2. Aragón-Noriega, E. A., G. Rodríguez-Quiroz, M.A. Cisneros-Mata y A. Ortega-Rubio. Managing a protected marine area for the conservation of critically endangered vaquita (Phocoena sinus Norris, 1958) in the Upper Gulf of California. International Journal of Sustainable Development & World Ecology. Vol. 17, No. 5, October 2010, 410-416.

3. Espinoza-tenorio, A., G. Montaño-Moctezuma, I. Espejel. Ecosystem-Based Analysis of a Marine Protected Area where Fisheries and Protected Species Coexist. Environmental Management (2010) 45:739-750.

4. Valdéz-Gardea, G.C. 2007. “Soy Pescadora de Almejas…” Respuestas a la marginación en el Alto Golfo de California. El Colegio de Sonora. México. 248 pp.

5. McGuire, T. y G.C. Valdez-Gardea. Endangered Species and Precarious Lives in the Upper Gulf of California. Culture & Agriculture. Vol.19, No. 3. Fall 1997.

6. Vázquez-León, C.I. y J.L. Fermán-Almada. Evaluación del impacto socioeconómico de la Reserva de la Biosfera Alto Golfo de California y Delta del Río Colorado en la actividad pesquera ribereña de San Felipe, Baja California, México. Región y sociedad, Vol. XXII, No. 47, 2010.

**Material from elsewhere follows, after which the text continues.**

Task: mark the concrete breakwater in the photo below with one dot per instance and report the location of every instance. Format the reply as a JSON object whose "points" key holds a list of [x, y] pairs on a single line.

19 Mar 2011 by Diana Morales Betancourt

Hi Catalina! I keep studying this issue and now I was wandering if you know where I can find the tourism proposal project/plan. I had just found a small parts of this topic in the conservation plan and management plan but nothing more.
Te quedaré inmensamente agradecida.
Diana

22 Mar 2011 by Catalina

Hola Diana,
As far as I know there hasn’t been a tourism plan per se. Puerto Peñasco, Sonora, and San Felipe in Baja California are the most developed of the three towns, so they have necessary infrastructure to receive visitors. El Golfo de Santa Clara is in need of a growth plan in order to avoid unregulated development that could potentially bring more harm than good to the town. Like you said, the PACE-Vaquita talks a little bit about tourism/ecotourism as an alternative to fishing (pg. 51), and the biosphere’s management plan should give you an idea of what is allowed and where.
You could also try looking into what each Municipal and State Governments has planned for the future in terms of tourism and development. Locally, NGOs like CEDO are doing great work with community members to develop ecotourism activities, so try their websites as well.
I’ll keep looking into this and will post any new information I can find.

Espero te ayude un poco esto. Estamos en contacto!